Business picked up and both Mick and I enjoyed the money it brought us. We were the envy of our schoolmates, always having the latest phones, trainers and clothes.

But then, as with so many things, our success came to grinding halt in the middle of March. Teachers began to complain openly that the school smelled strongly of lemons – which, although pleasantly welcome after a decade of bleach and B.O. seemed out of place and inexplicable. Then, the local papers seemed to be full of letters from residents complaining that the streetlights weren’t being turned off at night as a strange glow was keeping them awake during the hours of what was meant to be darkness. The council in turn retorted that that wasn’t the case and residents simply needed to buy black-out curtains. Tensions about strange smells and lights continued to escalate slowly for a few weeks until the day Mick ‘the almighty’ Johnson took his dog out for a walk and noticed that when Dave, as he was affectionately known as, marked his territory on trees, the urine appeared to glow ever so slightly. After returning from this particular walk in the park, Mick discovered an empty bottle of lemonade in the garage and realized Dave had drunk it all. That was also the night that Polly Barnes from year 8 got up to visit the toilet at 3am and happened to look at her reflection in the darkened mirror as she settled down onto the toilet seat. Her ensuing screams promptly brought her worried parents scampering out of bed and to their daughter’s aid only to be met with an unholy apparition of what looked to be a glowing effigy having a wee on their brand new toilet.

It quickly transpired that all those who had a lemonade habit of more than 3 drinks a week had in fact started to glow in the dark. We might have got away with it if the International Space Station hadn’t picked up the fact Harrow seemed to glow particularly brightly at night – and then some idiot scientist told the Daily Mail.

The irony wasn’t lost on me as the bitterness of my classmates spewed forth. I watched through slitted eyes and gritted teeth as I left school during those ensuing weeks when one or two of them would be pulled aside to chat to a journalist who eagerly wanted to know how he or she could get their hands on this infamous lemonade, knowing they were no doubt saying all kinds of lies just to get their names in the papers. Of course everyone knew it was me and Mick at the bottom of it all but because the stuff hadn’t been condemned as poisonous nobody could do anything about it. Except the Headteacher who called us in one Friday afternoon.

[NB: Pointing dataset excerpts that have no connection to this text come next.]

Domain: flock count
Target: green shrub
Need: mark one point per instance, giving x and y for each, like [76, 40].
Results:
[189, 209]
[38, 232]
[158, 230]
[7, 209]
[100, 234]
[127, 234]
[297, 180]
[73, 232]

‘That lemonade is an abberation’ was how he started his tirade. We were warned never to sell it again on school grounds…on pain of exclusion. This was enough to put Mick off having anything more to do with it and I was certainly happy to stop selling it at my private school as I had discovered a new market. Teenagers from the Norwood Estate.lemonade

Never under estimate the lengths some teens will go to for a laugh. I made more in those weeks after my lemonade hit the headlines than at any other point as those over fourteen years of age would dare each other to drink 10 in an evening and then run out in front of cars to scare people or stand in cemeteries pretending to be ghosts. But then, as is always the way, their behavior got out of hand.  Somebody drowned whilst drunk on vodka and lemonade pretending to be a light house and then falling off a cliff and then a group of skinny dipping teens aiming to impersonate bioluminescence were swept away by a rip tide.

There was no escape from those last two. As soon as I saw the stories on BBC Newsnight, I knew that at the tender age of 12 ½ my foray into the world of entrepreneurial business was over. And as I suspected, come the Monday morning after the news of the deaths broke, I was summoned to the Headteacher’s office one last time.

There was no explanation that could help me now. I was told to see out the term and leave the London Oratory for good.